This PET and MRI study of 53 PD patients finds that asymmetry of striatal VMAT2 uptake and hippocampal CA2/3 subfield volumes are associated with cognitive impairment and interact to predict global cognition, especially in PD-MCI.

Provides candidate imaging biomarkers (striatal dopaminergic and hippocampal subfield asymmetry) that could aid stratification and endpoint selection for trials targeting cognitive decline in PD, though results are exploratory and sample-limited.

BACKGROUND: Striatal dopaminergic dysfunction and hippocampal degeneration contribute to cognitive impairment in Parkinson's disease (PD). However, their interaction in PD-related cognitive decline remains unclear. OBJECTIVE: We aimed to investigate whether asymmetry of striatal dopaminergic integrity and hippocampal subfield volume are associated with cognitive performance in PD, and whether their statistical interaction provides additional explanatory value.

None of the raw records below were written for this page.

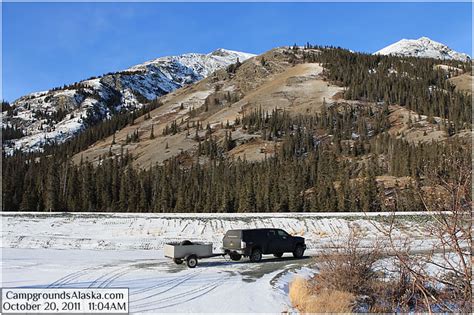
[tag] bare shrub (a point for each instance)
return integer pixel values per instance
(348, 267)
(441, 279)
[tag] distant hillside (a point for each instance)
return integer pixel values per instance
(422, 47)
(296, 129)
(56, 115)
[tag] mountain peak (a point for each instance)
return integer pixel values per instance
(422, 47)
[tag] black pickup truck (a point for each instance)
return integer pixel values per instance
(254, 243)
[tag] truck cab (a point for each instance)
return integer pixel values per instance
(254, 243)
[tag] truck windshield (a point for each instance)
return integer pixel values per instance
(233, 234)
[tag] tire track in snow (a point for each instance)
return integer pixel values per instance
(175, 284)
(181, 297)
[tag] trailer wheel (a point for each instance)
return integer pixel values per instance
(191, 261)
(178, 261)
(256, 255)
(235, 256)
(299, 251)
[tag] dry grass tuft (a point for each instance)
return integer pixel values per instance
(306, 300)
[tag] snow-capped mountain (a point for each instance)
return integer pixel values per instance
(422, 47)
(58, 114)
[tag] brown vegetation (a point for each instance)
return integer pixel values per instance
(304, 298)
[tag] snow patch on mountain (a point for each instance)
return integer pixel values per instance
(56, 115)
(423, 47)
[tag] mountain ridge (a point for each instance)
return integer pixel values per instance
(422, 47)
(56, 115)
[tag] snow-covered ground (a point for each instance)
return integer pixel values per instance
(422, 47)
(125, 250)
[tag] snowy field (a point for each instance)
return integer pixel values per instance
(125, 250)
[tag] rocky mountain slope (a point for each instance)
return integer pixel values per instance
(422, 47)
(263, 83)
(55, 115)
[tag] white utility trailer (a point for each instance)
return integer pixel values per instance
(189, 251)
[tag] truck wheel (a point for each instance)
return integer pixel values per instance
(191, 261)
(235, 256)
(256, 255)
(298, 252)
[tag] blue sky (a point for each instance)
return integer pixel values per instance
(51, 44)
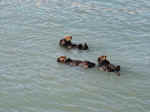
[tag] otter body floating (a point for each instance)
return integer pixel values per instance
(105, 65)
(68, 61)
(66, 43)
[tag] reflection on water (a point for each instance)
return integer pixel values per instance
(32, 80)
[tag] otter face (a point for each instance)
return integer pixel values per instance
(62, 42)
(68, 38)
(102, 58)
(61, 59)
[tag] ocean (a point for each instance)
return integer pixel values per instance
(32, 81)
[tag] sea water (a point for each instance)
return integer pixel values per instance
(32, 81)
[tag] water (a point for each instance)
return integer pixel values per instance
(32, 81)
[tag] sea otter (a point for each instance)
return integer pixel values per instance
(105, 65)
(68, 61)
(66, 43)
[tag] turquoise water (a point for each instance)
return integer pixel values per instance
(32, 81)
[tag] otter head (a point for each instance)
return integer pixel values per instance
(102, 58)
(61, 59)
(68, 38)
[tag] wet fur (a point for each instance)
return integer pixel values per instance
(70, 45)
(106, 66)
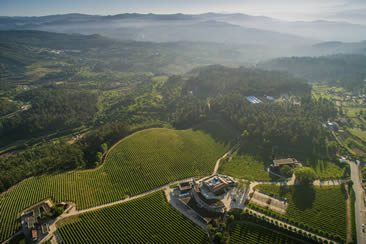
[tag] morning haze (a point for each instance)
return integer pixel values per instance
(182, 121)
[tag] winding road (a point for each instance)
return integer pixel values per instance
(75, 212)
(360, 208)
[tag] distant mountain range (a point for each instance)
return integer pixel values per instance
(209, 27)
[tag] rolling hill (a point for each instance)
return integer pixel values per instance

METHODS: A cohort of 53 participants from the Parkinson's Progression Markers Initiative (PPMI) was analyzed, including 33 PD with mild cognitive impairment (PD-MCI) patients and 20 PD with normal cognition (PD-NC) patients. All patients had complete 18F-AV-133 vesicular monoamine transporter 2 PET and 3D-T1w imaging. Asymmetry indices (AI) were calculated for striatal 18F-AV-133 standard uptake volume ratio (SUVR) and hippocampal subfield volumes. RESULTS: PD-MCI showed higher AI in caudate and anterior putamen uptake versus PD-NC. Hippocampal CA2/3 and granule cell layer AI correlated with MoCA. Caudate and anterior putamen uptake AI linked to multiple cognitive domains. Regression analysis revealed interactions between anterior putamen SUVR AI and CA2/3 AI on MoCA in PD (p = 0.039), and posterior putamen SUVR AI with CA2/3 AI on MoCA in PD-MCI (p = 0.002). CONCLUSION: Striatal dopaminergic asymmetry and hippocampal subfield asymmetry are both associated with cognitive impairment in PD. In exploratory regression models, the association between CA2/3 asymmetry and global cognition varied according to the degree of striatal dopaminergic asymmetry. These findings clarified the relationship between hippocampus and dopaminergic pathways in PD with cognitive decline, and deepen understanding of the pathophysiological mechanisms of cognitive impairment.